Le protocole XML-RPC est une fonctionnalité historique de WordPress permettant la communication entre votre site et des applications tierces. Si elle facilitait autrefois la publication à distance, elle constitue aujourd'hui une porte d'entrée majeure pour les pirates. Les attaques par force brute et les tentatives de déni de service ciblent prioritairement ce fichier. Désactiver cette fonction est une étape cruciale pour renforcer la sécurité de votre installation et réduire drastiquement les tentatives d'intrusion.

 

Pourquoi désactiver le XML-RPC devient une priorité de sécurité

Le fichier xmlrpc.php est nativement activé sur toutes les installations WordPress. Cependant, sa structure permet aux attaquants de tester des centaines de combinaisons de mots de passe en une seule requête HTTP. Cette méthode, appelée amplification, rend les attaques par force brute beaucoup plus efficaces et discrètes que sur une page de connexion classique.

D'ailleurs, si vous n'utilisez pas l'application mobile WordPress ou des services d'automatisation comme Jetpack, ce protocole ne vous sert strictement à rien. En le coupant, vous allégez également la charge de votre serveur, car vous bloquez les requêtes inutiles avant même qu'elles ne soient traitées par le système.

 

Trois méthodes pour verrouiller l'accès au protocole

1. La solution la plus propre consiste à intervenir directement au niveau du serveur via le fichier .htaccess. En ajoutant quelques lignes de code, vous interdisez l'accès au fichier avant que WordPress ne soit sollicité. Il suffit d'insérer une règle interdisant l'accès à xmlrpc.php pour toutes les adresses IP, à l'exception éventuellement de la vôtre si vous en avez un usage spécifique.

# BLOQUER XML-RPC POUR SECURISER LE SITE
<Files xmlrpc.php>
Order Deny,Allow
Deny from all
</Files>

*Ajouter ceci dans votre fichier .htaccess

D'ailleurs, si vous avez besoin d'autoriser une adresse IP spécifique (par exemple pour un service d'automatisation précis), vous pouvez adapter le code ainsi :

 

<Files xmlrpc.php>
Order Deny,Allow
Deny from all
Allow from 123.123.123.123
</Files>

*Ajouter ceci dans votre fichier .htaccess

 

2. Une autre approche technique consiste à utiliser le fichier functions.php de votre thème actif.
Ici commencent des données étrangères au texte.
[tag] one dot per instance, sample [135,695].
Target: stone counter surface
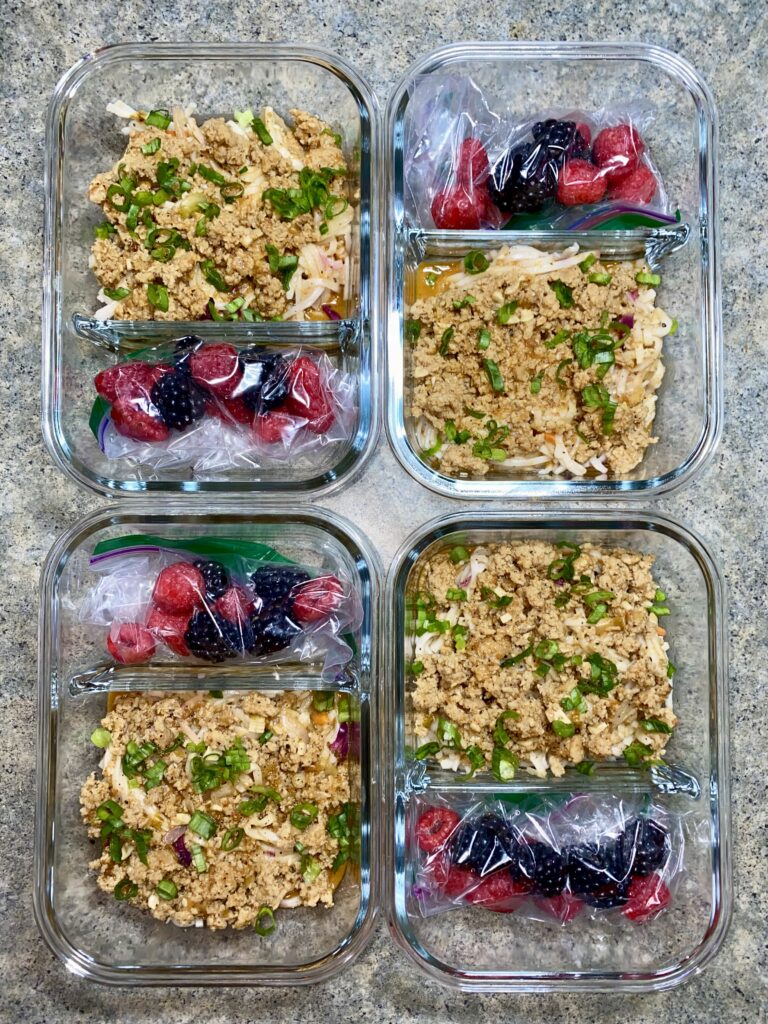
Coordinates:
[728,43]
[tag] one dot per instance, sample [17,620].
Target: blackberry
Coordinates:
[183,349]
[523,179]
[271,631]
[550,869]
[481,844]
[212,638]
[264,383]
[272,585]
[215,577]
[178,400]
[596,868]
[645,846]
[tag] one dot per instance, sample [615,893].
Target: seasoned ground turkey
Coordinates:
[278,742]
[577,689]
[534,361]
[204,241]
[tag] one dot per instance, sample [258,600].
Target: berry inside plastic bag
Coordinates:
[214,600]
[216,407]
[468,167]
[548,857]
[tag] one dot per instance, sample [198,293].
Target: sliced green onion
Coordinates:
[504,313]
[231,839]
[303,815]
[563,294]
[166,889]
[446,338]
[483,340]
[475,261]
[101,738]
[199,859]
[260,129]
[646,278]
[125,889]
[158,119]
[157,296]
[494,375]
[563,729]
[504,764]
[265,922]
[203,824]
En utilisant un filtre spécifique à WordPress, vous pouvez désactiver le support du protocole de manière logicielle. C'est une méthode efficace pour ceux qui préfèrent ne pas toucher aux fichiers de configuration du serveur, bien que la requête atteigne tout de même votre site avant d'être rejetée.

 

// Désactivation complète du protocole XML-RPC
add_filter('xmlrpc_enabled', '__return_false');
// Suppression des liens de découverte dans l'en-tête du site
remove_action('wp_head', 'rsd_link');
remove_action('wp_head', 'wlwmanifest_link');

*Ajouter ceci dans votre fichier functions.php de votre thème

 

3. Pour les utilisateurs moins à l'aise avec le code, l'installation d'une extension de sécurité dédiée reste l'option la plus simple. Des outils réputés permettent de cocher une case pour désactiver XML-RPC instantanément. Il faut toutefois noter que l'accumulation d'extensions peut parfois ralentir votre interface d'administration.

 

Le décryptage : un mal nécessaire à éliminer

L'existence même du XML-RPC dans les versions modernes de WordPress fait débat au sein de la communauté technique. Depuis l'arrivée de l'interface de programmation REST, ce vieux protocole est devenu technologiquement obsolète. Pourtant, l'équipe de développement de WordPress le maintient pour assurer la compatibilité avec les anciens systèmes.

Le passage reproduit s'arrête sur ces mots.